Friday, 5 August 2011

THERE BUT FOR THE GRACE OF GOD.....GO WE

I've just donated some money to UNICEF. I'm not blogging about it because I think I should be considered a heroine. In many ways I am ashamed that I haven't done it before. I always drop money in various charity tins and throw money into busker's guitar cases no matter how bad they are, however I have allowed my mistrust of big organisations to stop me donating to African famine funds.

I usually flip TV channels when images of starving children are paraded on the screen. Not because I don't care, they upset me terribly, but that's partly the problem. I don't like being manipulated by the media - it often seems like a cheap shot, even exploitation. The other reason is that I feel helpless about contributing anything meaningful to the problem. This time, particularly in light of what is happening to the global economy, I just couldn't ignore it.

My donation is pathetic really, only a small fraction of my income that I won't even miss. But I do feel better for doing it. Sure, maybe I am driven by guilt - that has to be a part of it. My life is very modest by Western standards, technically I am on the poverty line! In reality my life in comparison, at the moment at least, is luxurious. I often reflect on how lucky I have been in being reincarnated into such a great country.

If you are not sleepwalking through your life, maybe even if you are, there is an innate human desire to ease the suffering of others. I will concede that it must be linked to a desire to relieve our own. But that doesn't really make it a bad thing.

2 comments:

MF said...

Joan said:

Like you, I live lightly on the planet. I am better off than most pensioners and I feel very fortunate to be where I am in this country. It would be obscene if it was not so given that we have a land-mass the size of the USA and a population commensurate with Sweden...generally speaking.
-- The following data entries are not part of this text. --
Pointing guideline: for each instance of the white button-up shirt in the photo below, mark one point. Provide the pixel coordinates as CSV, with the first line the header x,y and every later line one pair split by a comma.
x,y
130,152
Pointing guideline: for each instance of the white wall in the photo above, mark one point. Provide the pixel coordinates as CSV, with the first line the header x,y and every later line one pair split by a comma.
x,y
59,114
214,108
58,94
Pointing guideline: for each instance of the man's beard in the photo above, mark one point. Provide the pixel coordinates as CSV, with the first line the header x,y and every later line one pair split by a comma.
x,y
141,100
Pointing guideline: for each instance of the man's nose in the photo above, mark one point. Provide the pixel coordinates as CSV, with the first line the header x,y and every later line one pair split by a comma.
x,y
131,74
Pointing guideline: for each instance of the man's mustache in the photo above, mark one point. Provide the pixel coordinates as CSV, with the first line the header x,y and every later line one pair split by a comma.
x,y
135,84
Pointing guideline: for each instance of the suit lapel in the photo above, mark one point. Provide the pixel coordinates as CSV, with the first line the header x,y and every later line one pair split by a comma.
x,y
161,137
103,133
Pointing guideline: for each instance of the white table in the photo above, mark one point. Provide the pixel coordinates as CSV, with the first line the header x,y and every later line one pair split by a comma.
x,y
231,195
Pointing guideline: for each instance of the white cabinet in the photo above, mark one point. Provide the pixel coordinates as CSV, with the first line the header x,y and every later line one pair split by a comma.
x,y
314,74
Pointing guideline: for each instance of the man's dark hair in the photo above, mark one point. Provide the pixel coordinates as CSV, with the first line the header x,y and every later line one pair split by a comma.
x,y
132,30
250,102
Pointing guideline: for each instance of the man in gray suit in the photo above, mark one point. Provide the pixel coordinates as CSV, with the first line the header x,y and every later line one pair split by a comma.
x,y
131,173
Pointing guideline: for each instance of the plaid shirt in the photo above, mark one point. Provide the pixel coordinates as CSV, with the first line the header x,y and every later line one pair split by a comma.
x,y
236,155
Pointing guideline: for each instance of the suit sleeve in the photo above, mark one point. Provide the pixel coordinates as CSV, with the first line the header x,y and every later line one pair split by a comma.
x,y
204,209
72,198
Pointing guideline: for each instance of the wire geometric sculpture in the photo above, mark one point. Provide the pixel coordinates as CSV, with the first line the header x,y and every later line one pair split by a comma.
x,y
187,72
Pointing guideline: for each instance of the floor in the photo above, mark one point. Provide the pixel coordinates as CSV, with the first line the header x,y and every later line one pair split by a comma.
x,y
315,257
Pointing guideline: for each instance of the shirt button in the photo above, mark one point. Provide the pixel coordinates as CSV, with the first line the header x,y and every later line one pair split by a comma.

I have long-standing charities that I support modestly but regularly such as Medecine Without Borders, RSPCA. and many other one-offs or annually mainly children's and/or handicap causes. Allan and I adopted the traditional; one-tenth tithe on earnings. I have never assessed the details of that or investigated deepest motivations. Probably a bit of a cop-out of not thinking about it or allowing the state of affairs to become too painful to contemplate. Probably a practical tactic as well so as not to render oneself too sad and depressed.

MF said...

I think you are also just responding to the zeitgeist. 'Winds of change', and these are BIG winds by anyone's standards. It's archetypal, collective and I am expecting a lot of people to crumble and break completely under the pressure of it all when they finally see what is going on. Most are still living in denial, still politicians are making comments that indicate they have not accepted what is happpening, economically, globally, environmentally. The 'perfect (economic) storm' analysts are saying, and I don't doubt it - except they may not be factoring in those other elements.

I am still of the opinion that Australia cannot support a large population. I think Aboriginal people demonstrated that very clearly.

I am going into stage 2 of 'survival' mode. I have been waiting for this for a loooong time and although it won't happen overnight, there are some real changes coming, not all bad, but ones we can't really predict either - though I have my own thoughts about how this will go.